Mellanox ConnectX devices implement DC-QCN algorithm for congestion control of RoCE flows. The DC-QCN algorithm is based on the combination of Data Center TCP (DCTCP) and Quantized Congestion Notification (QCN) algorithms and developed in collaboration with Microsoft Research as documented in the attached SIGCOMM'15 paper "Congestion control for large scale RDMA deployments" attached below.
This post is meant for advanced network engineers who wish to understand RoCE Congestion Control in more dept.
- Congestion control for large scale RDMA deployments
- RDMA/RoCE Solutions
- Understanding RoCEv2 Congestion Management
- RoCEv2 CNP Packet Format Example
The DC-QCN algorithm relies on Explicit Congestion Notification (ECN) marking in the switch. ECN is a common feature of commodity data center switches.
Two bits in Diffserv field of IP header of the packet are used to indicate congestion. Upon congestion in the switch, these two bits are marked as '11' (CE).

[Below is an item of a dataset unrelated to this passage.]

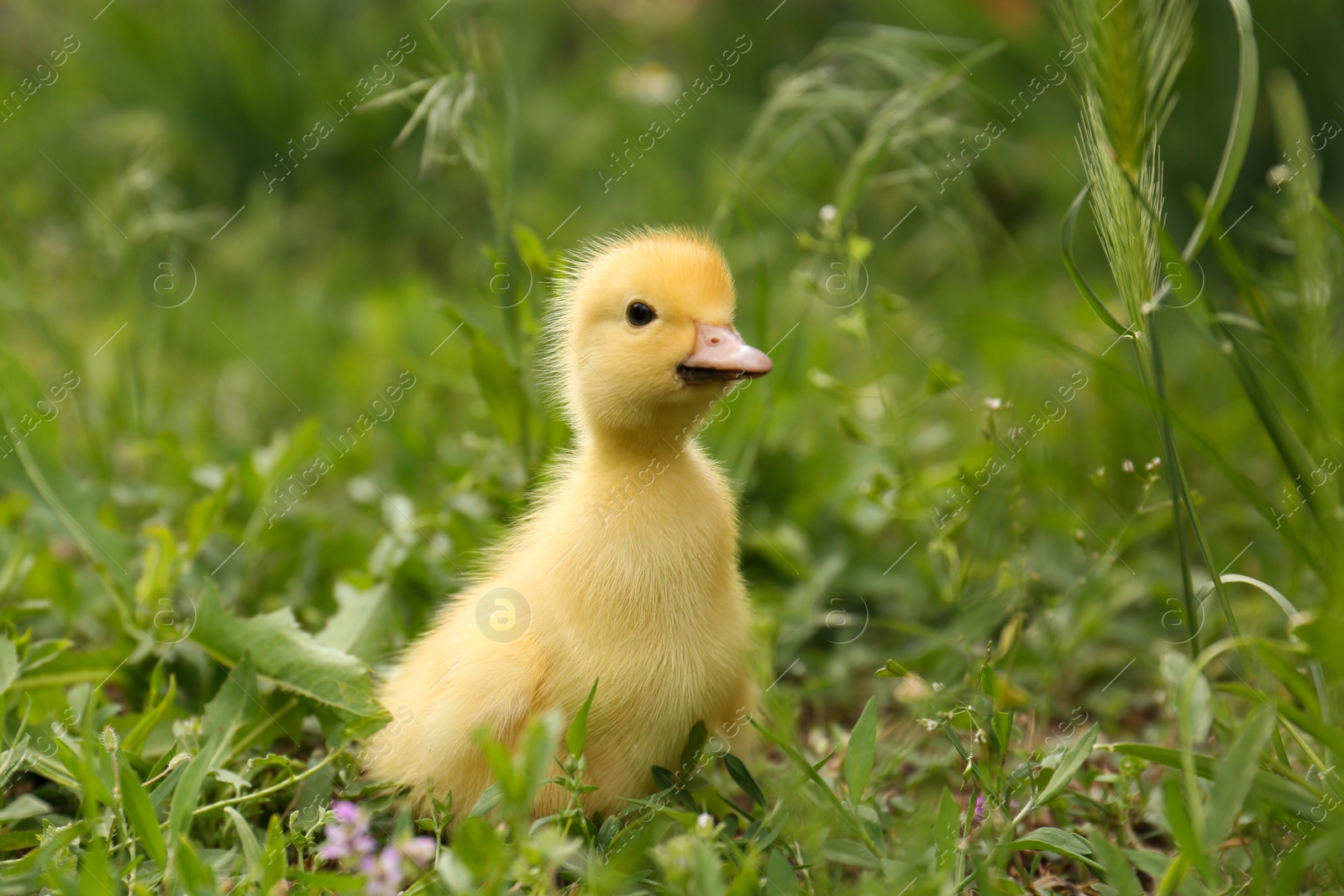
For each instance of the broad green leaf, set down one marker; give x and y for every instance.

The congestion marking is a probabilistic function of queue length as depicted in the following figure. Two thresholds of queue length define the marking probability. When queue length is below the low threshold, ECN bits are not marked; and when the queue length is above the upper thresholds all the packets that are transmitted from the queue are ECN-marked. When the queue length is between the thresholds the packets are ECN-marked with marking probability that is linear with the queue length.
The ECN mark is propagated with the data packet to the receiver NIC. Receiver NIC creates Congestion Notification Packet (CNP) and sends it to the sender of the ECN-marked packet. CNP packet includes the information of the QP, which packet was marked. For more info on the CNP packet format, see RoCEv2 CNP Packet Format Example.

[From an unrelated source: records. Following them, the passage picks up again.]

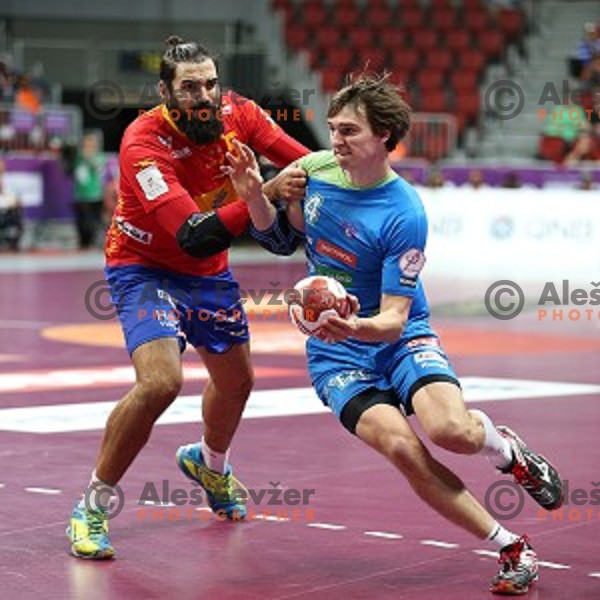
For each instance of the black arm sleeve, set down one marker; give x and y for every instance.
(203, 235)
(281, 238)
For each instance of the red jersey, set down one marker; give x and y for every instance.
(159, 165)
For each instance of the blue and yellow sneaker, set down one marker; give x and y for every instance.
(88, 533)
(220, 489)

When CNP is received in the sender NIC, it throttles the transmission rate of the QP, based on the algorithm described next.
The DC-QCN Algorithm
The DC-QCN rate throttling algorithm is described by the following chart. Briefly, the algorithm continuously increases the rate if the QP based on internal timer and sent bytes counting, and reduces the rate of the QP based on the CNPs arrival. In addition it maintains parameter called alpha, that estimates the congestion grade in the network, and is used in rate reduction.
The algorithm is defined by three parallel flows:
1. Alpha update (congestion grade estimation)
2. Rate decrease
3. Rate increase .
The time is slotted with configurable period interval. Every time slot is indicated if CNP arrived in this slot. Alpha parameter is a moving average of the ratio of slots in which CNP arrived (there is no indication if more than single CNP arrived in the same time slot). Every end of period alpha is updated by the next equation:
new_alpha = (1-g)*old_alpha + g*CNP_arrived
when g is a constant parameter between 0 and 1, and CNP_arrived is a single bit field that indicates that CNP was arrived in the last time slot.
The time is slotted with configurable period interval (different than alpha update period). If CNP was arrived in the last time slot (there is no indication if more than single CNP arrived in the same time slot) the QP rate is reduced by the following equation:
new_rate = old_rate * (1 - alpha/2)
In addition several parameters for rate increase are reset, as detailed below.
Rate increase logic is very similar to the one defined by QCN. The logic is divided into three sequential phase:
1. Fast Recovery
2. Active Increase (Probing)
3. Hyper-active Increase (Probing)
Moving from one phase to the next is defined by parameter of counting the rate increase events in the phase. After the number of rate increase events in a phase passed predefined threshold, the logic moves to the next phase (simplified explanation). Rate decrease event resets all the counters related to rate increase, and returns to Fast Recovery phase. In addition, upon rate decrease, the current rate before reduction is stored in parameter called target_rate.
Rate increase event occurs after predefined time period was passed since previous rate increase or predefined amount of bytes were send since previous rate increase, given that no rate decrease event occurred meanwhile.
During Fast Recovery phase, in every rate increase event, the rate is increased by half distance to the target_rate. (current_rate = (current_rate + target_rate)/2 ). That allows fast return to the rate in which congestion occurred in the beginning of the phase, and more careful increase when the rate is close to the value in which congestion happened.
In the Active Increase (Probing) phase and in Hyper-active Increase (Probing), upon rate increase event, the rate is increased by a constant value. That allows gaining throughput when bandwidth frees up.